The break bell rings and it’s time to enter into the second half of the day a groan of disapproval hums in response. A herd of young frivolous minds bustle past each other, through the narrow dimly lit corridors like cattle, driven to their destination with a stick, with which they measure aptitude.
there was always one window that opened in from the receptionist office, it would stick out like a sore thumb obstructing the path of the already narrow corridor. You had to watch where you were going, You couldn’ t walk aimlessly, or you would bump your head against it. but that’s exactly the way I would walk in school so the window was always like a reminder for me, it made me wake up, it was like a reality check it made me careful It let me see where I was going It was a wall of glass where the light would set on it impeccably, in accordance with the second half of the school day casting hollow reflections of the passer byers. When I would stare through it I felt like a porous version of myself, as if my body had small cavities through which my soul had poured out, Separate and desolate, leaving a hollow memory of who I was. The way I might appear in the mind of someone who knows how I look but does not know who I am.

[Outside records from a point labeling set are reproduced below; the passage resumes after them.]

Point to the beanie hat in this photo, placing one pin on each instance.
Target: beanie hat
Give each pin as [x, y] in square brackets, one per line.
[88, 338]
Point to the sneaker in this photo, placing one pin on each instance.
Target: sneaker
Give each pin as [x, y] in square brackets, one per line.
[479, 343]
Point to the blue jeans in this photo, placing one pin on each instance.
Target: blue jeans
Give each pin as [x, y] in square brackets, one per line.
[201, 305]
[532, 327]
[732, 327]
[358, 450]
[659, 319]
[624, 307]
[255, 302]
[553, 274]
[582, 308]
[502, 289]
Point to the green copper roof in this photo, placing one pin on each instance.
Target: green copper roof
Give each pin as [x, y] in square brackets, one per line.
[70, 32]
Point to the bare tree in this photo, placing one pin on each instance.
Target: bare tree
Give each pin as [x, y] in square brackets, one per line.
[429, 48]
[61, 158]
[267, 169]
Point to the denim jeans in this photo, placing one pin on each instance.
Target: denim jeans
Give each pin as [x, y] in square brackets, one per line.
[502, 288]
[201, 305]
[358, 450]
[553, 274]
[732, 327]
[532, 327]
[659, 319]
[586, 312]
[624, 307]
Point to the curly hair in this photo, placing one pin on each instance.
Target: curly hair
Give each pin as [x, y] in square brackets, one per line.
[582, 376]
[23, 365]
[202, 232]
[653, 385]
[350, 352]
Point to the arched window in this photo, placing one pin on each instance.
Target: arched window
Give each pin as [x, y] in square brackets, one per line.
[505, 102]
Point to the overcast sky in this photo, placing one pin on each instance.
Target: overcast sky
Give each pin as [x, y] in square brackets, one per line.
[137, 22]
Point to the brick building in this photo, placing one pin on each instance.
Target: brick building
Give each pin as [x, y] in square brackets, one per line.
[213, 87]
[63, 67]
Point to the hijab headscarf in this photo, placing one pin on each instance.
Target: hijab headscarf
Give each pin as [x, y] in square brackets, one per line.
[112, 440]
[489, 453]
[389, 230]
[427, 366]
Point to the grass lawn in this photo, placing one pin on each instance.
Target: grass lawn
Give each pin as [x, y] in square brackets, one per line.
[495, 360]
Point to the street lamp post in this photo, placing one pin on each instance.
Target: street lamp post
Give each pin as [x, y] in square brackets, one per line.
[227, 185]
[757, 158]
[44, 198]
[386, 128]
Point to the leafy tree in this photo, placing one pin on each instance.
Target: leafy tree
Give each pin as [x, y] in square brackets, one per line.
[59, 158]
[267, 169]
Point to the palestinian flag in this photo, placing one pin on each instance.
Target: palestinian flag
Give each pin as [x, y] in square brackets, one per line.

I felt like, I am the way the future wants me to be- like a hologram of myself being moulded out of light that does not run on the same frequency as me. Through the thin frame of grey that bordered the window, the color of neither black or white a transitional color, ‘in betweener.’ it composed my thoughts perfectly and as I could see the other children pass through me I realized, I can not let myself Become a day in the life of someone else.